In the 1968 Olympics, Foreman stayed notably apolitical, distancing himself from Tommy Smith, John Carlos, and other U.S. athletes who protested apartheid. While Smith and Carlos raised their black glove-covered fists on the medal podium, Foreman celebrated his gold more quietly, waving a small United States flag. “I just do my own thing,” he said after his victory. “I am no Uncle Tom.” That was the Foreman who became popular with politicians—the Foreman who would meet for photographs and handshakes at the banquets of those politicians who promised to continue funding his beloved Job Corps. When a representative of Richard Nixon approached Foreman seeking his support, he declined because the Republican presidential nominee planned to defund social programs.

There was the George Foreman who became a prize fighter and, especially after defeating Joe Frazier and Ken Norton, appeared invincible. When he fought Muhammad Ali in the famed 1974 Rumble in the Jungle, most assumed Foreman would leave Kinshasa, Zaire, undefeated. Oddsmakers had Foreman as a three-to-one favorite. When Ali won, Foreman scrambled for answers. An existential dread accompanies every loss a boxer faces, a feeling only intensified by an upset to the undefeated heavyweight champion of the world. “I felt as if my core had evaporated,” Foreman said of the loss. Less than three years after losing to Ali, there was the Foreman who abruptly retired, became an evangelical minister, and even went back to where it all began to fall apart. “He returned to Zaire to preach instead of punch,” Smith explains.

And, finally, there was Foreman the comeback story. A decade after he retired, he returned to the ring. An old man by the standards of professional athletes, he was noticed by many but taken seriously by few. Foreman—once described by Norman Mailer as a “catatonic menace”— had changed. He smiled and joked. No longer the muscular 20-something who looked to have the perfect physique for boxing, the overweight Foreman was self-deprecating. Remarkably, two decades after losing boxing’s heavyweight world championship, he regained it. At 45, Foreman jokingly thanked “all [his] old buddies in the nursing home” as soon as he won. “[I] exorcised the ghost once and forever,” a serious Foreman said of that loss in Zaire that haunted him.

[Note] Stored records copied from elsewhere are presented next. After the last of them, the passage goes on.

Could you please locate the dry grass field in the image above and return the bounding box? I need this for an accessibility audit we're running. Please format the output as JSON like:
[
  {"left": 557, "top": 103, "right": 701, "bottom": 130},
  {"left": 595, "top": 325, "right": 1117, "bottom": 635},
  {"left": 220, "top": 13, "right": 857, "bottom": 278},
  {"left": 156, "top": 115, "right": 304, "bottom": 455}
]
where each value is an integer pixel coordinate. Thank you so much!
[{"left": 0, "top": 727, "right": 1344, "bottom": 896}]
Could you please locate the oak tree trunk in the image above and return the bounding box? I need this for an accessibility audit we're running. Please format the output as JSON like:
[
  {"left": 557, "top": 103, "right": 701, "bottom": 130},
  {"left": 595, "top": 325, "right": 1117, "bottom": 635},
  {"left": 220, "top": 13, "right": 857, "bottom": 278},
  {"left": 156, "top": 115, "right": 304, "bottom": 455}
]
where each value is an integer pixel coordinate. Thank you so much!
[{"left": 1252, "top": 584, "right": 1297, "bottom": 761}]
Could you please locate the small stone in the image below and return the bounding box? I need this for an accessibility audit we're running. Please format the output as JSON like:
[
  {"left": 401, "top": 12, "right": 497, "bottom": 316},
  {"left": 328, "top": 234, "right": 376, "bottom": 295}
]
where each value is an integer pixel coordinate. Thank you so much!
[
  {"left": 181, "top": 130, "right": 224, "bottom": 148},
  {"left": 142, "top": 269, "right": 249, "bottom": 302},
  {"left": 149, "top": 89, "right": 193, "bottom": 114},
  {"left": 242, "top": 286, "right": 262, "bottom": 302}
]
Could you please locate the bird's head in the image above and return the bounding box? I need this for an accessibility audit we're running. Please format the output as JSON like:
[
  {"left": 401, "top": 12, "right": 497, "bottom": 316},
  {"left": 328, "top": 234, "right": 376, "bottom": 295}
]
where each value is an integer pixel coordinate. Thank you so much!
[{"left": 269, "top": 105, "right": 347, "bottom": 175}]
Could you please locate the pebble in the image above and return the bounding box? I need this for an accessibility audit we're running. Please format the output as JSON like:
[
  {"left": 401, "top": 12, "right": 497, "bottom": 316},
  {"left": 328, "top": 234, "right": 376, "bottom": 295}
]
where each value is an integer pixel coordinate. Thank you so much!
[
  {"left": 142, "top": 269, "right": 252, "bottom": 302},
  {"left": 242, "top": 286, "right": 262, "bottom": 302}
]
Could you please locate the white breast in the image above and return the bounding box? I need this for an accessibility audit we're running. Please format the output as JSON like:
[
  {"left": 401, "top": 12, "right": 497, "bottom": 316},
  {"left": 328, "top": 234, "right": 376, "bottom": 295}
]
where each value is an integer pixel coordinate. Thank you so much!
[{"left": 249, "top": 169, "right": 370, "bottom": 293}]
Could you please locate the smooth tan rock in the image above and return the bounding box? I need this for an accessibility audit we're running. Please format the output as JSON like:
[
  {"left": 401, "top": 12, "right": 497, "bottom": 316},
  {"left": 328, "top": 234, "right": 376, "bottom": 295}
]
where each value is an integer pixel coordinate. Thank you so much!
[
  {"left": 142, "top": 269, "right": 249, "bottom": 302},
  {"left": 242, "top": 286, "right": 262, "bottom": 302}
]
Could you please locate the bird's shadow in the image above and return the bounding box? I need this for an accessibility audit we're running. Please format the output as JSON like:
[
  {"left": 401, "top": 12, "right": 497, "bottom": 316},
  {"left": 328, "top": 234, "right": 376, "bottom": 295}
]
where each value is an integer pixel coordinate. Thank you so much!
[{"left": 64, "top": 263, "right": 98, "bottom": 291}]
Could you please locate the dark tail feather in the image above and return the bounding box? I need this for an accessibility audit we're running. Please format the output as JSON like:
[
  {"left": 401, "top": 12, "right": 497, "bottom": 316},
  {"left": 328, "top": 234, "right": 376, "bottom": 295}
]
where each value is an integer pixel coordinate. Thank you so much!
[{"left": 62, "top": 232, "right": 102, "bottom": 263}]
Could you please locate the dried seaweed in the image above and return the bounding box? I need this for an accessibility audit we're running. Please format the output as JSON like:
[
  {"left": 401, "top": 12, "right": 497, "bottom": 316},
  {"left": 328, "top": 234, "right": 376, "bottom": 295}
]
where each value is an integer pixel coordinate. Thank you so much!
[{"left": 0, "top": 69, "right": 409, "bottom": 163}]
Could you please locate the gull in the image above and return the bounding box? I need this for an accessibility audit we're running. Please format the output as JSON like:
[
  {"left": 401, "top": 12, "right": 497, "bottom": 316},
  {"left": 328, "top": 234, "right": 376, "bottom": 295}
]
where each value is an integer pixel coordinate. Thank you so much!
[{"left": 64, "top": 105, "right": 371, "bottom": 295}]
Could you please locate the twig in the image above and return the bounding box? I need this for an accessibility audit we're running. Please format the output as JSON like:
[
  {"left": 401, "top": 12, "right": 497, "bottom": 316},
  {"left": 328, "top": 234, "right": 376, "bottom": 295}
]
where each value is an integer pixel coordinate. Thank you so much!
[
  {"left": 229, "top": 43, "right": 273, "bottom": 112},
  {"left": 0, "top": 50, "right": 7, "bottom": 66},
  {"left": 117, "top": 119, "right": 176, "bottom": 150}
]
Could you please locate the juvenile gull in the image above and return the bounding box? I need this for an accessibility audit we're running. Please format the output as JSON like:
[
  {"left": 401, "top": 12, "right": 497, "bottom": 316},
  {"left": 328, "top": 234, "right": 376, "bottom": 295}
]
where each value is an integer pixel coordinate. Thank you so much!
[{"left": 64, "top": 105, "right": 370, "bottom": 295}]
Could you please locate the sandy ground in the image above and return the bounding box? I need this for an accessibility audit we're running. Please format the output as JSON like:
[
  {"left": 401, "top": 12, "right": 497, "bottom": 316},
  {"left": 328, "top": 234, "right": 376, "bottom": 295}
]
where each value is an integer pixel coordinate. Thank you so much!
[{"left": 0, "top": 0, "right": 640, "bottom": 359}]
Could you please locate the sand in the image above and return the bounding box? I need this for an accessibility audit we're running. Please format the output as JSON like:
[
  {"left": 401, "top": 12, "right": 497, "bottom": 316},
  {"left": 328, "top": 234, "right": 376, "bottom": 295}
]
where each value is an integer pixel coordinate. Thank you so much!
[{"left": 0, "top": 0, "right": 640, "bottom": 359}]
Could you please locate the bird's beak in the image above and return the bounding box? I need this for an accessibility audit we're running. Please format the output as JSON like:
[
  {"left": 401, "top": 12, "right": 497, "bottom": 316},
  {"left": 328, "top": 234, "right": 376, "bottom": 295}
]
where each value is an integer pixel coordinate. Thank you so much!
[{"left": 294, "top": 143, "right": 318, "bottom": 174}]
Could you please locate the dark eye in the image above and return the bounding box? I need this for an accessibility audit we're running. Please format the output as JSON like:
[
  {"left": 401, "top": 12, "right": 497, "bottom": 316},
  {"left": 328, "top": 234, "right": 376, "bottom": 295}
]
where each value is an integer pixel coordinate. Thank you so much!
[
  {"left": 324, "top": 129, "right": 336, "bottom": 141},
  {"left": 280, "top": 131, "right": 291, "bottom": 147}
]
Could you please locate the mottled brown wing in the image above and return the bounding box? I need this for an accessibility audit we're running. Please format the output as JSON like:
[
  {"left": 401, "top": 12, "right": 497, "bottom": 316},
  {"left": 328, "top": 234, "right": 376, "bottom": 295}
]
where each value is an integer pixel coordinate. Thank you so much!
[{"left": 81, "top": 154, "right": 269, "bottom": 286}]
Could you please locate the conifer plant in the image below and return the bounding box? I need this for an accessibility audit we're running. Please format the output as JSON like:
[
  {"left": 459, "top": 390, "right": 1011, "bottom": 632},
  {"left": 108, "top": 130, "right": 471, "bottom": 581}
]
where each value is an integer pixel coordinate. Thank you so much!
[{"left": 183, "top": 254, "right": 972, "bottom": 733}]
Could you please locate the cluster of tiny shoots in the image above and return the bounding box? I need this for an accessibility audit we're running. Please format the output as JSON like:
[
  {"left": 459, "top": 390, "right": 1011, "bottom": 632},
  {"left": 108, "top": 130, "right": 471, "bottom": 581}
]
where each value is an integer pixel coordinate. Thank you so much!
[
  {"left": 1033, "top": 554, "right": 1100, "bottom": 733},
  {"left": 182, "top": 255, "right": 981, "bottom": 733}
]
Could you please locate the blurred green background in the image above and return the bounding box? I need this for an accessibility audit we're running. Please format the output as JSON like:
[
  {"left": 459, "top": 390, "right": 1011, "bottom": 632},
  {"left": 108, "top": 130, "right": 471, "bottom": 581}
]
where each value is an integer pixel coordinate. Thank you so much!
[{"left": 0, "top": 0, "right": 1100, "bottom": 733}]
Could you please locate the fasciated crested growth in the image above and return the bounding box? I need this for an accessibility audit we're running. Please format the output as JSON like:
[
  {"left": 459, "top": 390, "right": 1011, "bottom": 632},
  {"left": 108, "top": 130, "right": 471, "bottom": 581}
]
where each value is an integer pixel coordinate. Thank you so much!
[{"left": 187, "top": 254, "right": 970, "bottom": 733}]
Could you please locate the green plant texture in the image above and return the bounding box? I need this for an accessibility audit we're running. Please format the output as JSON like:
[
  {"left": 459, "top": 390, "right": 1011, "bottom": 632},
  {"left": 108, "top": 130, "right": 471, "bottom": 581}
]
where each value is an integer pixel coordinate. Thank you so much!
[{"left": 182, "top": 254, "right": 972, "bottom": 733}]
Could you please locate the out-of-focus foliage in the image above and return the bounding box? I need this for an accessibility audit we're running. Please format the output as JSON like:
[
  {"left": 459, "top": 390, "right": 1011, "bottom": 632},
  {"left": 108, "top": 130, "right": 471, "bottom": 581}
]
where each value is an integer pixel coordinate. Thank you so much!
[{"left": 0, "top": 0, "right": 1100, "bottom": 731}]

That’s the Foreman closest to the one many recognize now: The grandfatherly pitchman who made a fortune selling a moribund grill that came to life once it had his name on it. Previously marketed as the Fajita Express, the product had been a flop, but the rebranded “George Foreman Lean Mean Fat Reducing Machine” went on to sell more than 100 million units. “Foreman’s royalties escalated to millions of dollars a month,” Smith explains of the ’90s kitchen staple’s incredible success.

For a state best-known for its football talent, Texas has also given birth to great boxers. Their stories show that boxing has always been a poor man’s sport. Among the best were Jack Johnson from Galveston, Curtis Cokes from Dallas, and Orlando Canizales from Laredo. But out of all the great boxers from Texas, perhaps George Foreman best represents contemporary society.

From an era when boxing’s influence reverberated across the United States and the globe, to when Foreman became better known for his infomercials than what he accomplished in the ring, No Way but to Fight uses the boxer as a lens to show a changing society. Smith emphasizes Foreman’s ability to reshape and adapt his image while also noting the athlete’s complexities. He writes of a boxer who ultimately triumphed in the most unvirtuous of sports. By what he accomplished inside the ring, Foreman built an empire outside it, ensuring “his descendants won’t have to fight in the same way.”